US 9,813,616 B2
Feature based high resolution motion estimation from low resolution images captured using an array source
Dan Lelescu, Morgan Hill, CA (US); and Ankit K. Jain, San Diego, CA (US)
Assigned to FotoNation Cayman Limited, San Jose, CA (US)
Filed by FotoNation Cayman Limited, San Jose, CA (US)
Filed on Nov. 5, 2015, as Appl. No. 14/933,871.
Application 14/933,871 is a continuation of application No. 13/975,159, filed on Aug. 23, 2013, abandoned.
Claims priority of provisional application 61/692,547, filed on Aug. 23, 2012.
Prior Publication US 2016/0165134 A1, Jun. 9, 2016
Int. Cl. H04N 5/232 (2006.01); G06T 3/40 (2006.01); H04N 19/53 (2014.01); H04N 19/54 (2014.01); H04N 19/59 (2014.01); G06K 9/46 (2006.01); G06K 9/62 (2006.01); G06T 11/60 (2006.01); G06T 7/13 (2017.01); G06T 7/246 (2017.01)

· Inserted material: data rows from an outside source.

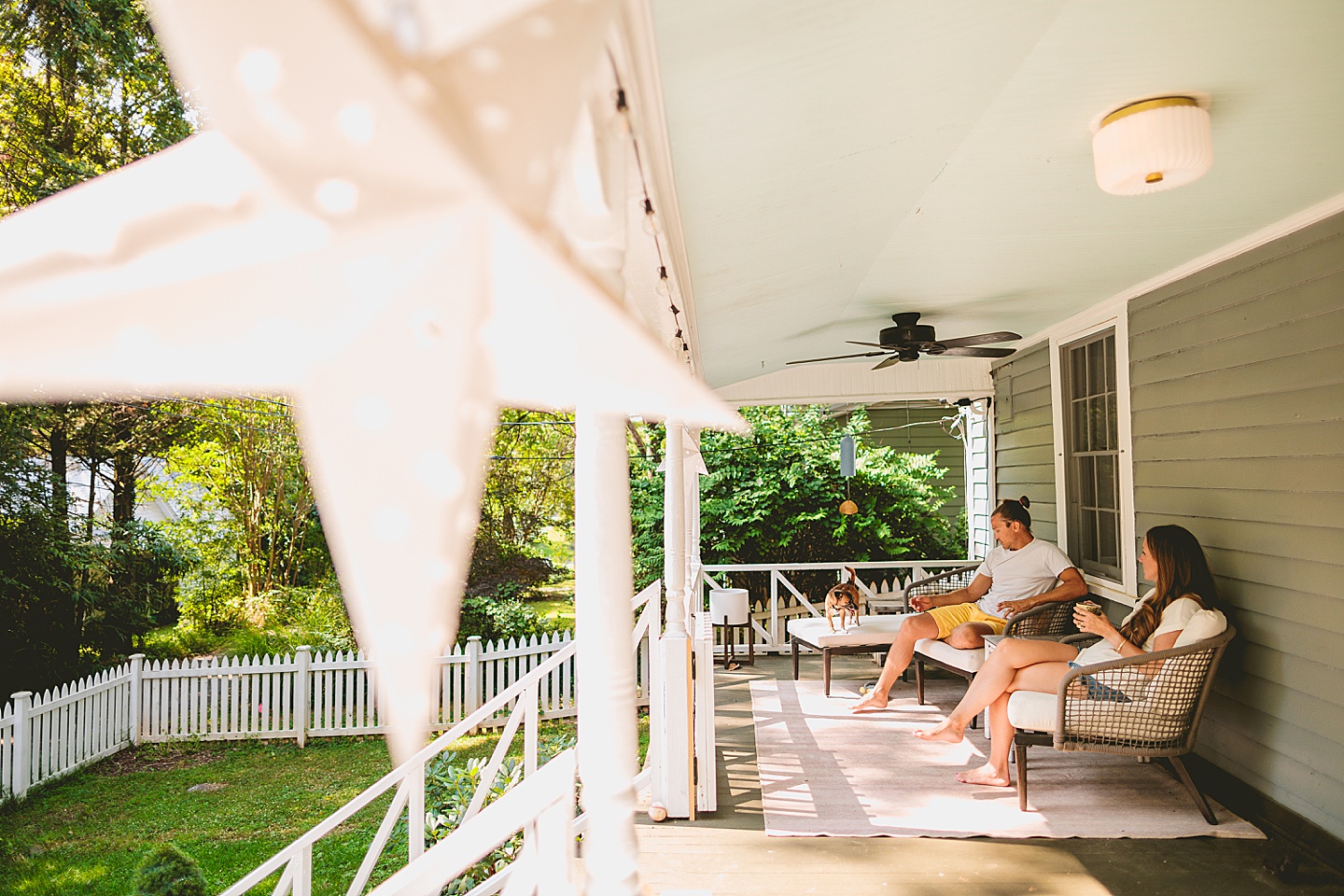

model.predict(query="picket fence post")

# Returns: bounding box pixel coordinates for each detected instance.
[11,691,33,799]
[294,643,314,747]
[462,634,482,734]
[464,634,482,716]
[131,652,146,747]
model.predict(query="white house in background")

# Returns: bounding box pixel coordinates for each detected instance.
[66,456,181,523]
[0,0,1344,896]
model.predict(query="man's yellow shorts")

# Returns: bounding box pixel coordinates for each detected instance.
[928,603,1008,641]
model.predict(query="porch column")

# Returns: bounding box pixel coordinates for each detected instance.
[651,420,694,819]
[574,407,639,896]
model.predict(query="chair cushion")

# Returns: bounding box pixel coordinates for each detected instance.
[789,615,906,648]
[916,638,986,672]
[1008,691,1189,743]
[1175,609,1227,648]
[1008,691,1059,731]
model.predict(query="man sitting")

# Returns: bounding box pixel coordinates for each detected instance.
[849,496,1087,712]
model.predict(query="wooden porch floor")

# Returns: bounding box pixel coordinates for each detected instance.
[638,655,1344,896]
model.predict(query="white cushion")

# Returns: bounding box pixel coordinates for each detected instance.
[1008,691,1059,731]
[916,638,986,672]
[789,615,906,648]
[1176,609,1227,648]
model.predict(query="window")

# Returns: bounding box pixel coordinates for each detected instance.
[1060,329,1121,581]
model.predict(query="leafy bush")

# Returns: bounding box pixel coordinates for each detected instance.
[135,844,207,896]
[400,732,577,896]
[457,532,559,641]
[630,406,965,596]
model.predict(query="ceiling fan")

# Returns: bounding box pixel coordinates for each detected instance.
[789,312,1021,371]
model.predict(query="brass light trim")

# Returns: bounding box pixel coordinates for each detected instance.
[1100,97,1198,128]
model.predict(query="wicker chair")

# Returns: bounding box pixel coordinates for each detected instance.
[904,564,1082,706]
[1008,626,1237,825]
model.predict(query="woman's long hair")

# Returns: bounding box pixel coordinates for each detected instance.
[1120,525,1218,646]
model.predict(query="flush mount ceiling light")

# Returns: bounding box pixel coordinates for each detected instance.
[1093,97,1213,196]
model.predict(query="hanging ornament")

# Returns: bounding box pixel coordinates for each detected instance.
[840,435,859,516]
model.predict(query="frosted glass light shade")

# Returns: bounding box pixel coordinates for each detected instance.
[1093,97,1213,196]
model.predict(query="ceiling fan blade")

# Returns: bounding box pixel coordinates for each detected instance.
[785,352,886,364]
[930,343,1017,357]
[938,330,1021,348]
[873,355,901,371]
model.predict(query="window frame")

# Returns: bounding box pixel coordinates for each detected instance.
[1050,314,1139,605]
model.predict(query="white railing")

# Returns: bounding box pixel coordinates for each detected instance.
[699,560,974,651]
[0,629,651,796]
[220,581,661,896]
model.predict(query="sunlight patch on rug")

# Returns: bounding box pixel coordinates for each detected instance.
[751,679,1265,838]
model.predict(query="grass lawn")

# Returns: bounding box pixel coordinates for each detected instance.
[0,719,612,896]
[526,576,574,630]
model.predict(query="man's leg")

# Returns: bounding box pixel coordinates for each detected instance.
[849,612,938,712]
[946,622,995,651]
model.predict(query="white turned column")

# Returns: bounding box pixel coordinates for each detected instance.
[659,420,694,819]
[574,407,639,896]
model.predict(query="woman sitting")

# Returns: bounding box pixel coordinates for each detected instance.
[916,525,1218,787]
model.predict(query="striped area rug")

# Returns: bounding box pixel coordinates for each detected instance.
[751,679,1265,838]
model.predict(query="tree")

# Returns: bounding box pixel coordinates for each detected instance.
[480,409,574,551]
[630,406,965,584]
[0,0,190,215]
[153,398,332,627]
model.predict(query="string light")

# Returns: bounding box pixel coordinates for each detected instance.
[608,51,691,361]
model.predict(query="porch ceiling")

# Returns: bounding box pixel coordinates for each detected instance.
[653,0,1344,387]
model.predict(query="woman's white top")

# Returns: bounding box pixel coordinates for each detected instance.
[1074,595,1201,666]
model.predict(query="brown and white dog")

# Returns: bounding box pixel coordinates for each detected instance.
[827,569,862,631]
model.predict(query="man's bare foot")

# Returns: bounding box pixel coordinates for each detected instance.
[849,691,887,712]
[916,719,966,744]
[957,765,1009,787]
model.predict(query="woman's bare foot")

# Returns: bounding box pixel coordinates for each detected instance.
[849,691,887,712]
[957,765,1009,787]
[916,719,966,744]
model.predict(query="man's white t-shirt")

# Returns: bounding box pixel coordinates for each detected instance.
[975,539,1074,620]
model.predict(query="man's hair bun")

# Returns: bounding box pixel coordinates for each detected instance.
[992,495,1030,531]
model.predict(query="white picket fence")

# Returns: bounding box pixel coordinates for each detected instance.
[0,631,651,798]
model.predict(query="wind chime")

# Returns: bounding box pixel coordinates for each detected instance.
[840,435,859,516]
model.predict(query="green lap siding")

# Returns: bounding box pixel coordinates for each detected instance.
[993,343,1059,541]
[1128,217,1344,838]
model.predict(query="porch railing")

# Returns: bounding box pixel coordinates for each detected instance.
[220,581,661,896]
[696,559,973,652]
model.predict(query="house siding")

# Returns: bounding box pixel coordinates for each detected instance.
[1128,217,1344,838]
[993,343,1059,542]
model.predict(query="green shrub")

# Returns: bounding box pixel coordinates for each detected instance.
[399,732,578,896]
[135,844,205,896]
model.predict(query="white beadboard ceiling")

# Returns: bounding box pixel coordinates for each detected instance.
[653,0,1344,387]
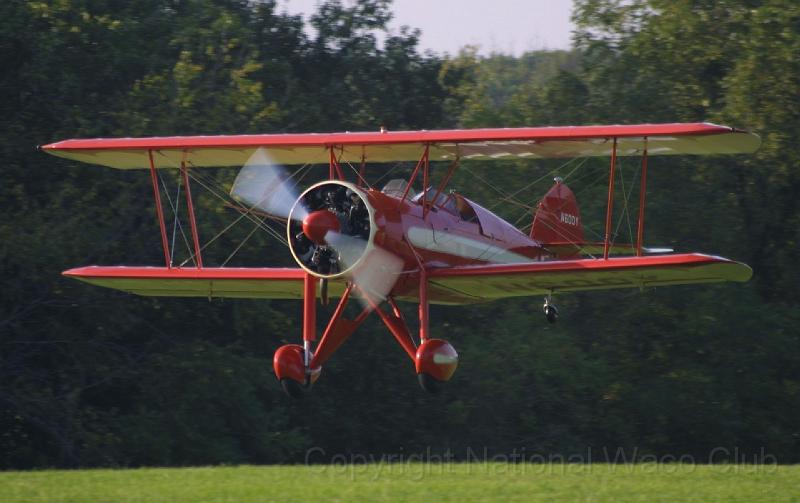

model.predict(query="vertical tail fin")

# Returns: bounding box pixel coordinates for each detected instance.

CPC H04N 5/23232 (2013.01) [G06K 9/4604 (2013.01); G06K 9/6201 (2013.01); G06T 3/4053 (2013.01); G06T 3/4069 (2013.01); G06T 7/13 (2017.01); G06T 7/246 (2017.01); G06T 11/60 (2013.01); H04N 19/53 (2014.11); H04N 19/54 (2014.11); H04N 19/59 (2014.11); G06T 2207/20221 (2013.01)] 20 Claims
OG exemplary drawing
 
1. A method for performing feature based high resolution motion estimation from a plurality of low resolution images, comprising:
performing feature detection with respect to a first sequence of low resolution images captured by a first imager in an imager array using a processor configured by software to identify initial locations for a plurality of detected features in the first sequence of low resolution images, where the first sequence of low resolution images is part of a set of sequences of low resolution images captured from different perspectives by different imagers in the imager array, a first plurality of images includes one image from each sequence of low resolution images taken by different imagers from different perspectives at a first point in time, and a second plurality of images includes one images from each sequence of low resolution images taken by different imagers from different perspectives at a second point in time;
synthesizing a first set of high resolution image portions from the set of sequences of low resolution images captured from different perspectives using the processor configured by software to perform a super-resolution process using the first plurality of images and parallax information, where the synthesized high resolution image portions contain the identified plurality of detected features from the sequence of low resolution images;
synthesizing a second set of high resolution image portions from the set of sequences of low resolution images captured from different perspectives using the processor configured by software to perform a super-resolution process using the second plurality of images and parallax information, where the synthesized high resolution image portions contain the identified plurality of detected features from the sequence of low resolution images;
performing feature detection within the first and second sets of high resolution image portions to identify locations for said plurality of detected features to a higher precision than the initial locations identified in the low resolution images using the processor configured by software; and
estimating camera motion using the high precision locations for said plurality of detected features using the processor configured by software.